Libreoffice Blog

Project : Increasing the limit of number of columns from 1024 to 16384 in Calc

Motivation

Often we need the ability to load sheets from MS Excel/csv files that have more than 1024 columns in it. MS Excel can effortlessly open such large column files, but in Calc we are limited to loading files with 1024 columns.

The very basic classes involved are :

  1. ScDocument - which represents a document. See its declaration here
  2. ScTable - which represents a sheet within a document, declared here
  3. ScColumn - represents a single column within a sheet, declared here.

Challenges

Before the work on 16k cols project started, the columns of a sheet were allocated statically as a plain array of ScColumn's of size size MAXCOLCOUNT inside ScTable called aCol. We could have just altered the definition of MAXCOLCOUNT from 1024 to 16384, but it has the following two major issues :

  1. Since we preallocate MAXCOLCOUNT number of columns at the beginning, the memory requirement for a single sheet will increase a lot, independent of how much columns the user is actually going to use.
  2. Most of the code in methods of ScTable and ScDocument has the following code-pattern in them :
    for ( SCCOL nCol = 0; nCol <= MAXCOL; ++nCol )
    {
     // Does some work on the column aCol[nCol]
    }
    
    where MAXCOL is defined as MAXCOLCOUNT - 1. If we increase the MAXCOLCOUNT statically, it would cause these loops to take longer even though the user may use only some of the first few columns. So the change affects even the users who just want to work with documents with few columns.

The obvious way to mitigate the above problems is to make the column storage in ScTable dynamic, such that a column is allocated if it is actually required by the user.

What have been done so far ?

  1. A discussion on LO dev mailing list that led to the ideas to work on this project. This is a great resource for anyone starting out to work in this project.

  2. First step in this project was to introduce a dynamic column container using std::vector in ScTable instead of using a plain static array. This was done in the patch Dynamic column container in the pursuit of tdf#50916. The dynamic container is used in ScTable such that there is minimal change required for other files.

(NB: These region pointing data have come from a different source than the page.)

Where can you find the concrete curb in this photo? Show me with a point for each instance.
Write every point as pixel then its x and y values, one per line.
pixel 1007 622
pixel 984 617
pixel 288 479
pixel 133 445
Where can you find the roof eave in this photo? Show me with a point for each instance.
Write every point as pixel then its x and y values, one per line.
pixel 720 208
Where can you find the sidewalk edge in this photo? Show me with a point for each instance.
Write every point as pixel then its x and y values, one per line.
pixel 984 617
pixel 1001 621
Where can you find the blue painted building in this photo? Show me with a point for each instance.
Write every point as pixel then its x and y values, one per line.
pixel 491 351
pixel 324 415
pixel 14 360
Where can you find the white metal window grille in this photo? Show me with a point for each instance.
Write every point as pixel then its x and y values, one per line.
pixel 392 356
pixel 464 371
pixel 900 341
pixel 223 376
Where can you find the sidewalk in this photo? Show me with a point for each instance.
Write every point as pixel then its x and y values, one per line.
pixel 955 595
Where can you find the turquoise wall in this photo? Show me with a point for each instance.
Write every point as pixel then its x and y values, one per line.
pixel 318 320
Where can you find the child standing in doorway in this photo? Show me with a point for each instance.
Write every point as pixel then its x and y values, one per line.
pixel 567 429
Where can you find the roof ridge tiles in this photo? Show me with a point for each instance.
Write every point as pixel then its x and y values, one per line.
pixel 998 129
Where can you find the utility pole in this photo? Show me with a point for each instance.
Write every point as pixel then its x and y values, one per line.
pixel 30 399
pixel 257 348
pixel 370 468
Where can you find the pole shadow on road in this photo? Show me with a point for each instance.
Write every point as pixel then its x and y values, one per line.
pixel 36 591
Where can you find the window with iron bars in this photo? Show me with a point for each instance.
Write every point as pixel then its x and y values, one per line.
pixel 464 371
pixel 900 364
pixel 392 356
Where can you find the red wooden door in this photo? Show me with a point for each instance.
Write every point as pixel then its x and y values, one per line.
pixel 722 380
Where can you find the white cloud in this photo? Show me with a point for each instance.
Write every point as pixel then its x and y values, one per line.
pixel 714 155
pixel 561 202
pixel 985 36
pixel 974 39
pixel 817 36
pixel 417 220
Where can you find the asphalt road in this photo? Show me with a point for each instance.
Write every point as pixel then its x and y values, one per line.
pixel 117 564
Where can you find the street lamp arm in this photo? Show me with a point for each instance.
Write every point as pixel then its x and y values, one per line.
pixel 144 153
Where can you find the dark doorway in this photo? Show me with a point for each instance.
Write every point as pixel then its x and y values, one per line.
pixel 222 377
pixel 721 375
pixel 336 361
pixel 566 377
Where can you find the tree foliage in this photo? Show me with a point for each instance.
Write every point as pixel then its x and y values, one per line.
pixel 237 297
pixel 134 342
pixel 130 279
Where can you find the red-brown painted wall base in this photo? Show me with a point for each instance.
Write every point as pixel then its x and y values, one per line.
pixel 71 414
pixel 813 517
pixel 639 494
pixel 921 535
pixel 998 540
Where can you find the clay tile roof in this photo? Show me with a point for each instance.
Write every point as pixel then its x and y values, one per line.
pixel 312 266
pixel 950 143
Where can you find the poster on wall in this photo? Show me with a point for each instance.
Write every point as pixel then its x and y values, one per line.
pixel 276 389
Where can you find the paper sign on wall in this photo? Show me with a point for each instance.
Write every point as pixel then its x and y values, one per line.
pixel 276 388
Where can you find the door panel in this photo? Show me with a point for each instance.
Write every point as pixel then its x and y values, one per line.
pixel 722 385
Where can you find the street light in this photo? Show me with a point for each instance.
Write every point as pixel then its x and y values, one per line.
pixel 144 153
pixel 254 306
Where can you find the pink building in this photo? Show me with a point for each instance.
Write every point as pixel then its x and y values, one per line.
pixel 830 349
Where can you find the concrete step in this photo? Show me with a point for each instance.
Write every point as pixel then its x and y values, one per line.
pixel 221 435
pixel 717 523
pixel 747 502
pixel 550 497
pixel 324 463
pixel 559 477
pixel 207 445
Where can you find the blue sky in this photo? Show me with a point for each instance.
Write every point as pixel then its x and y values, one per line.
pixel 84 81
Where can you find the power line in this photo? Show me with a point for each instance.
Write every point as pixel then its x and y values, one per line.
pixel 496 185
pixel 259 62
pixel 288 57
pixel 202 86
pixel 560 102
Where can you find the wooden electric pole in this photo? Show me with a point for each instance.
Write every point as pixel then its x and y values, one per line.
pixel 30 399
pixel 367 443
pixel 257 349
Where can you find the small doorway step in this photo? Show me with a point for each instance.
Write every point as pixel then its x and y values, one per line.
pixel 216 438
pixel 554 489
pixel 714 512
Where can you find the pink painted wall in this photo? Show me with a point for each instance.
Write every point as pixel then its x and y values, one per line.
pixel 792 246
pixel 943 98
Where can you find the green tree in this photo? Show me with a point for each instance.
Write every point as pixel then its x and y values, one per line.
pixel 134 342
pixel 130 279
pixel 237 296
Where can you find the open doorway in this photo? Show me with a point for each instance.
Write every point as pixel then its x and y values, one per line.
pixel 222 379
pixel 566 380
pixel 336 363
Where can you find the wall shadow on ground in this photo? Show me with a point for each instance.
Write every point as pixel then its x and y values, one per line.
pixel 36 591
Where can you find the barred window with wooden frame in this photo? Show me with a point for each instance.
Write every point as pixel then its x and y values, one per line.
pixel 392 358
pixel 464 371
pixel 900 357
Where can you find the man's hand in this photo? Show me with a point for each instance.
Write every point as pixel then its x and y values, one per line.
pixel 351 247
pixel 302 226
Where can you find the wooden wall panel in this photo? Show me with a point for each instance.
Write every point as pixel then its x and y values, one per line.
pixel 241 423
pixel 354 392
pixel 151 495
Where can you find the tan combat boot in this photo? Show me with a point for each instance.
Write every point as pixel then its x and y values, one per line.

But it is still not possible to let this container be dynamic (that is to grow from no columns to the required number of columns on user need), because the code in most places assumes that the container has MAXCOLCOUNT number of columns, so the dynamic container still needs to be initialized with MAXCOLCOUNT number of columns till we fix all places where the "static column container" assumption is made.

  3. Some side steps were then made to improve some static datastructures used in ScMarkData and ScAttrArray classes to work efficiently with dynamic column container and future column count increase. These were done in two patches a) Refactor ScMarkData for tdf#50916 and b) Refactor ScAttrArray for tdf#50916. Be sure to read the detailed commit messages.

  4. A first step to fix the places where "static column container" assumption is made is done in the patch tdf#50916 : Refactor table1.cxx wherever there is column access. This patch fixes some of the places in table1.cxx where this assumption is made.

  5. These patches continues the effort to fix the code where the static column container assumption is made -

    1. Use aCol.size() instead of MAXCOL to increase max number of column
    2. Make sure that we don't access aCol out of range
    3. Allow ScTable work on dynamic ScColContainer,
    4. Introduce new column validation function (in review),
    5. Allow proper updating, deleting and inserting tabs (in review)
    6. Allow dynamically increase number of columns according to needs (in review)

What to do next ?

We need to make sure we have fixed all places in table*.cxx and documen*.cxx where the static assumption is made. Another type of change is where there is modification of a column (search for non-const functions in ScTable/ScDocument) - if the required column does not exist, need to create it using ScTable::CreateColumnIfNotExists() introduced in the currently in review patch Allow dynamically increase number of columns according to needs.